Pavel Yermolenko wrote:
According to page address, that contains suffix jsp after last point '.', it
seems to be JSP page.
Also the syntax of the content of the page correspond to syntax of a JSP page.
When I type such address in browser, the jsp-code is executed on server side
and return to client some content. This content launches Acrobat reader that
visualize .pdf content in browser client window.
When I visualize the source, I can see this content - it looks like javascript.
Here is the 1st line of this content.
<script type="text/javascript"
src="http://"portal_name"/assets/vendor/jquery/jquery.js?cv=20150325_120000"
charset="utf-8"></script>
Also inside this content I can find the actual link to .pdf file.
Concerning copyright, my actions are perfectly legal: I have access to these
documents because my university subscribed to this portal.
When I download article with browser, IP address is recognized and corresponding message
"Bought by 'university_name'" is displayed on the top of page.
The problem with web-based downloading - it's very long; in contrast,
programming downloading allow accelerate considerably access to articles.
Ok then, I'll take you at your word.
From what you are saying above, the piece of code which actually downloads the PDF seems
to be a *javascipt* function. javascript is another programming language, totally
distinct from Java.
This seems to have nothing to do with Tomcat per se, not even with Java.
So I do not believe that it is appropriate to continue this discussion on the Tomcat Users
list, but if you contact me off-list, I can give you some tips, because this kind of thing
happens to be right into my own area of expertise.
Shortly :
What you are trying to do is very complex, much more complex than what you may believe at
first.
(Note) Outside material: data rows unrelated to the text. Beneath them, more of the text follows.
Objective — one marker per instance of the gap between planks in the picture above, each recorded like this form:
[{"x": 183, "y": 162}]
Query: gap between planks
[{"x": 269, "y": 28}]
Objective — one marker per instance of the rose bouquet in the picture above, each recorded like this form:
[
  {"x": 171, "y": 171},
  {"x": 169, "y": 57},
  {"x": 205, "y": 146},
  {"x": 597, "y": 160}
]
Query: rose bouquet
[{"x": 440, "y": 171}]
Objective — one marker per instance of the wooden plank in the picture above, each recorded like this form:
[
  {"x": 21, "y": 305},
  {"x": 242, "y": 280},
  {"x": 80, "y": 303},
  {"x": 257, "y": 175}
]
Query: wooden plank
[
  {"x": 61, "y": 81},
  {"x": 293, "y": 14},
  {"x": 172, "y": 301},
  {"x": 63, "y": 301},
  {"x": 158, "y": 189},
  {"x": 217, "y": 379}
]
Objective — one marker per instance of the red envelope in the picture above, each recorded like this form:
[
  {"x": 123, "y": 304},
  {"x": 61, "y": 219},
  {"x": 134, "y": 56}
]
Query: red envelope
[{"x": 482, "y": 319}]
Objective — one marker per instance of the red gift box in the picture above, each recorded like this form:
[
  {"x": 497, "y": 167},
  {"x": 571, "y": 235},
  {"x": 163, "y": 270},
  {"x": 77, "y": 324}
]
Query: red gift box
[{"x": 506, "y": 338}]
So if you do not have a lot of time and/or a big budget for doing this, my first
recommendation would be : "give it up".
My second recommendation would be to examine this site carefully, or contact the people
responsible for the website, to see if they do not offer an API (for example, a web
service) to download documents. Quite a few such publisher websites do offer that (but
then, quite a few also don't). The bigger ones (like Springer, Elsevier, Wiley etc..)
generally do offer an API of some sort.
The problem with trying to analyse HTML pages which you download, to extract some specific
content, is that it puts you at the mercy of even the smallest changes that these people
may make to their website logic, which is made for human viewers, not for programs.
So in the end whatever clever programming you do, tends to become a nightmare in terms of
reliability and maintenance. (Note that even the sites which offer an API can be
problematic also, but much less so than HTML pages).
Regards
Pavel.
-----Original Message-----
From: André Warnier [mailto:a...@ice-sa.com]
Sent: vendredi 27 mars 2015 23:20
To: Tomcat Users List
Subject: Re: JSP page exploration scenario
Pavel Yermolenko wrote:
Hello André,
Why do you make it so complicated ?
Why do you not just request the link to the JSP page ? does that not return the
PDF file that you want ?
JSP page doesn't include link to .pdf.
When I "execute" such JSP page in browser (e.g. Chrome) and then see its
source, the link on .pdf does present.
What you propose works perfectly with "ordinary" pages, not with JSP.
Are you not confusing "Java applets" with "JSP pages" here ? The original meaning of JSP is
"Java Server Pages", with the word "Server" meaning that whatever execution there is, is on the
server side.
In other words, by the time the page gets to your browser, it should not contain any
"JSP code" anymore. The JSP code will have been run on the server side, and
been transformed into HTML or whatever, before it is even sent to the browser.
On the other hand, if a page contains Java Applets, these Applets will be
executed on the client/browser side, by a local JVM.
Following up on that same line, and with a lot of imagination thrown in, if
your purpose is to simulate what a local Java Applet does, to download a PDF
from the server and open it, then what you need is a protocol analyser, that
shows what goes on between the local Java Applet and the server in question,
and /that/ is what you need to simulate.
Not that I encourage you along these lines. Presumably, if someone went
through the trouble of building a website in that way, they probably do not
want people to just download their documents without going through the applet.
Ever heard of "copyright" for documents ? If not, I kindly suggest that you
seriously investigate the matter, before you even make further trials along those lines.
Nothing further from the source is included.